Chae let out a slow breath and rested her forehead against the arch of Daned’s throat. Her heart pounded, from being shot at or from his kiss, she wasn’t quite sure. She ran her hands down the strength of his arms, wanting to ground herself but feeling only taut muscle and satin-smooth skin. A dry laugh escaped her. “Think they were jealous, pretty?”
“Lady?”
His voice sounded calm, only a hint of curiosity—just as it should. But his heart beat as hard as hers did. “Never mind. Bad idea. Obviously Darkhan Uul has changed since I last took my pleasure there.” She settled into a seat and tugged Daned down with her. It would look strange for them to continue to stand in an almost empty carriage but, hell, she wanted to crane her neck back to stare at the few passengers remaining. She didn’t trust that the suits following weren’t still on the rail.
She let her head fall against his strong shoulder and her voice dropped to a whisper. “If we ever get off-planet, you know we’ll have to do something about this.” She waved her hand vaguely. “Just warning you.”
“No.”
“No to the warning?” She smirked and walked her fingers up his bare thigh, his muscles twitching under her light touch. “You going to surprise me?”
“I’m not your flesh-pet, Captain. Pleasing you is not my first priority.” He met her gaze and his dark strength peaked her nipples, the burn of gold seeping into her blood. They’d bonded and the tech had plans for them, whether Daned agreed to it or not. “We have a job to do.”
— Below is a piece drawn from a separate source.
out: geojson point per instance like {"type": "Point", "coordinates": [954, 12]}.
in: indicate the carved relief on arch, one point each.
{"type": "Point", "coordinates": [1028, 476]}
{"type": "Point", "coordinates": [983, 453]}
“And I’ve yet to see payment.”
Anger flared in his eyes. “You think
I
should be payment?”
Chae ignored the sour taste in her mouth. She wanted him…but not like that. He wasn’t simply flesh and she couldn’t explain it to herself. Had it really been that long since she’d had a real human, one born not grown?
“Stai, Baruun Urt.”
Thankfully, the sky track’s announcement broke into her need to answer him and herself. She let out a slow breath and removed her hand from his thigh, wiping her fingers against the rough material of her trousers. She checked the seals of her bag, something unconscious and automatic. Food intact. Her fingers flexed. She’d called in her absolute last favor from a vendor touting outside the station. Who knew when she’d next eat?
“Time to try to get off-planet,” she said. The carriage slowed and she straightened her shoulders. “Second attempt to leave the train, pretty.”
Chae stood and took his leash, urging Daned to his feet. Her gaze darted around the carriage and found others standing, but none had the hairs on the back of her neck standing on end. She didn’t take comfort in the fact that her instincts weren’t screaming at her. The sky track consisted of fifteen carriages. Suits could be hiding anywhere.
Juddering to a stop, the carriage flung back its doors and the cool night air of Baruun Urt swept into the space. There was only a hint of Darkhan Uul’s toxic air, the taste of Baruun Urt instead pushing the odor of slick metal to the back of her throat. Sharp light cut across the station and Chae strode down the platform, Daned at her side.